2. Ne pas répéter les erreurs du passé

La Commission européenne et l'ensemble des personnes auditionnées par vos rapporteurs soulignent que le déploiement des troisième et quatrième générations de téléphonie sans fil en Europe a pris trop de temps. Il a notamment été plus rapide aux États-Unis et en Asie. Cela est d'autant plus dommageable que l'Union européenne avait été la première à mettre au point la technologie de la 4G.

L'attribution des fréquences est une prérogative des États. Le déploiement d'une nouvelle génération de téléphonie sans fil dans l'Union dépend donc de 28 décisions différentes et de 28 calendriers distincts. Cette mise en oeuvre segmentée explique les retards pris. Des améliorations en ce domaine devraient pouvoir être trouvées pour que le déploiement de la prochaine génération se fasse plus rapidement, tout en respectant une certaine subsidiarité et la souveraineté des États.

3. Déployer des réseaux plus performants pour répondre aux besoins de demain

Plusieurs études montrent que dans les dix prochaines années, il y aura jusqu'à 50 milliards d'objets connectés de façon continue. Cela concernera entre autres la santé des personnes ou leur maison, les villes intelligentes et les véhicules autonomes, l'intelligence artificielle ou encore l'agriculture de précision. Non seulement il y aura de plus en plus d'appareils connectés aux êtres humains ou entre eux, mais ils échangeront beaucoup plus d'informations qu'avant.

Nous entrons dans l'ère de la connectivité permanente : pour fonctionner, ces objets devront pouvoir être connectés en permanence, que ce soit à un point fixe ou grâce à des réseaux de communication mobiles. Une telle transformation ne pourra se faire sans des réseaux de télécommunication plus performants, c'est-à-dire qui permettent un débit beaucoup plus élevé en un temps plus court.

À titre d'exemple, on prévoit notamment que, alors qu'il faut 14 minutes pour télécharger un scanner d'imagerie médicale avec le haut débit (20 Mbps), il ne faudra que 40 secondes avec du très haut débit (400 Mbps).
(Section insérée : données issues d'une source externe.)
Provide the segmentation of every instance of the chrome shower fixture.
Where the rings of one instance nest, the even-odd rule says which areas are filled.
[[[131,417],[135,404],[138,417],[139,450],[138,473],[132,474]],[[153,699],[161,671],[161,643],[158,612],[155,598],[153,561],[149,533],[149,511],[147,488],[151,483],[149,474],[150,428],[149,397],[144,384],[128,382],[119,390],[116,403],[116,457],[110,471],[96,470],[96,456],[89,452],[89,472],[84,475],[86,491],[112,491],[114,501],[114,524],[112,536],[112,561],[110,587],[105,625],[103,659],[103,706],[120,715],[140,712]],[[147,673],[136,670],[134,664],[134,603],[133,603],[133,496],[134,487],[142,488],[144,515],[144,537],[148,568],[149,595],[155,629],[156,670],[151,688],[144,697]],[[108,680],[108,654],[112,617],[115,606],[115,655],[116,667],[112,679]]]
De la même manière, la restauration du serveur informatique d'une entreprise ne prendra plus que 33 heures, contre 28 jours.

Ainsi, pour profiter pleinement de ces évolutions et pour être elle-même un acteur économique important dans ce secteur, l'Union européenne se doit de passer du haut débit au très haut débit.

C'est la raison pour laquelle, lors du discours sur l'état de l'Union le 14 septembre 2016, le président de la Commission européenne, Jean-Claude Juncker, a déclaré : «Nous avons besoin d'être connectés. Notre économie en a besoin. Tout le monde en a besoin. Et nous devons investir dans cette connectivité maintenant.»